Das türkische Außenministerium in Ankara (AA)

Das türkische Außenministerium hat das EuGH-Urteil, wonach ein Kopftuch-Verbot am Arbeitsplatz unter Umständen gerechtfertigt sein könne, mit scharfen Worten kritisiert. „Wir verurteilen diese Entscheidung, die rechtlich und aus Gewissensgründen falsch und im Hinblick auf die Islamfeindlichkeit, die sie schüren wird, gefährlich ist“, teilte das Ministerium am Sonntag mit.
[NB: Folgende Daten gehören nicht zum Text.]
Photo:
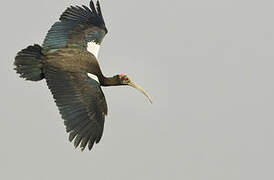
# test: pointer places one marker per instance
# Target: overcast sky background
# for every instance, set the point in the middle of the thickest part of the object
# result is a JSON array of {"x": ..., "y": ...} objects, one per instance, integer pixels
[{"x": 208, "y": 66}]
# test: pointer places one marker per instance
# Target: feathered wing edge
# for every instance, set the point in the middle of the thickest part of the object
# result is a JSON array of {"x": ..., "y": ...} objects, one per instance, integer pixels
[
  {"x": 58, "y": 34},
  {"x": 92, "y": 15}
]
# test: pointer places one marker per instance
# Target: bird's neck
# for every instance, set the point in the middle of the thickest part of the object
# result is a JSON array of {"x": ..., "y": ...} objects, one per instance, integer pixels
[{"x": 109, "y": 81}]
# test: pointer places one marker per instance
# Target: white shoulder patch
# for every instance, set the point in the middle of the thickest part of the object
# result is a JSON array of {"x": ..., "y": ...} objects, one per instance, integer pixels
[
  {"x": 94, "y": 77},
  {"x": 93, "y": 48}
]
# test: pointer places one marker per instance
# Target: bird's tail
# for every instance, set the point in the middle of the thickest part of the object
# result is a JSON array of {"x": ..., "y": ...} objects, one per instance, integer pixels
[{"x": 29, "y": 63}]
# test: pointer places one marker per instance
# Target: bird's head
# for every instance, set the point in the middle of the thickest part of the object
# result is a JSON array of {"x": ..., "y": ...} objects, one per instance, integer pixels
[{"x": 125, "y": 80}]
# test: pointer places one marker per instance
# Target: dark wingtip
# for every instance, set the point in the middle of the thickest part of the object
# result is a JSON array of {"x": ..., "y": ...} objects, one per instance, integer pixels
[{"x": 92, "y": 7}]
„Institutionalisierte Islamfeindlichkeit“

Hintergrund der Erklärung ist die EuGH-Entscheidung in zwei Fällen aus Deutschland. Die Drogeriemarktkette Müller und eine Kindertagesstätte hatten jeweils einer muslimischen Mitarbeiterin verboten, mit Kopftuch zu arbeiten. Am Donnerstag hatte der EuGH entschieden, dass ein solches Verbot unter Umständen grundsätzlich gerechtfertigt sein könne. Ein abschließendes Urteil in den beiden Fällen müssen nun die zuständigen deutschen Gerichte treffen.

„Die Entscheidung ist ein weiteres Beispiel für die Versuche in Europa, die Islamfeindlichkeit und die Intoleranz Muslimen gegenüber zu institutionalisieren sowie zu legalisieren“, kritisierte Ankara das Urteil. Es sei ein Fakt, dass Muslime Intoleranz, Hassreden und sogar Gewalt ausgesetzt seien. Laut dem Ministerium werden Muslime zudem stigmatisiert und insbesondere muslimische Frauen werden durch die sozioökonomische Diskriminierung negativ beeinflusst.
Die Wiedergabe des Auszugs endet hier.